Tuesday , March 19 2024
Adam Mitzner has often been compared with the likes of John Grisham and Scott Turow and Losing Faith is a sign he's ready to join their company.

Book Review: ‘Losing Faith’ a Legal Thriller by Adam Mitzner

When it comes to writers of legal thrillers, Adam Mitzner has often been compared with the likes of John Grisham and Scott Turow, giants in the sub-genre. Judging by his latest novel Losing Faith, he doesn’t have far to go before joining that illustrious group. Losing Faith is certainly a very entertaining read, the kind of thriller it’s hard to put down.

The story has a lot going for it. A high powered New York lawyer, Aaron Littman, who has had an affair with a Federal judge Faith Nichols, is blackmailed into representing an unsavory Russian accused of money laundering. When Faith turns up dead in Central Park, Littman finds himself on trial for murder. Clearly this is a story with plenty of potential.losing faith

It has a cast of characters drawn from the rich, the beautiful and the powerful. Even at 51 Aaron is an attractive dynamo, the kind of man who attracts women. More important, he knows it. So it is not strange that despite the fact that he is married to an intelligent, beautiful woman who happens to be a doctor, he jumps into bed with the beautiful and powerful Nichols. Nor is it strange that he is pursued by a junior partner in his firm, the beautiful and semi-powerful Rachel London. He is defended by Sam Rosenthal, his firm’s founder and a super lawyer in his own right, a powerhouse despite a physical handicap. Rosenthal looks on Aaron like a son. It is a cast of characters that would be at home in a soap opera.

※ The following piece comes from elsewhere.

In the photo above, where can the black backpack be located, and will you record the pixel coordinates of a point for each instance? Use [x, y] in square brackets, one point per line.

On the other hand the prosecutors and their staff, are overweight and overbearing. They seem less interested in justice than they are in getting a conviction. Indeed, it seems that on either side in this battle between the legal glitterati and the grubby bureaucrats no one is really interested in justice. Mitzner creates a world in which there are really no white hats. It’s hard to find anyone in the novel to sympathize with.

If there is a problem in the book it is that things happen too quickly. There is a lot going on, and it could well be developed at greater length. The Russian blackmailer is little more than a device to get the action started. We learn very little about how the Feds decided Littman was the murderer. The whole court room drama could be played out in more detail. The relationship between Aaron and Rachel has all sorts of untapped possibilities.

Still, if what this really says is ‘I want more,’ that, I would guess is a good thing. After all it is a good idea to get off the stage while the audience is screaming for more.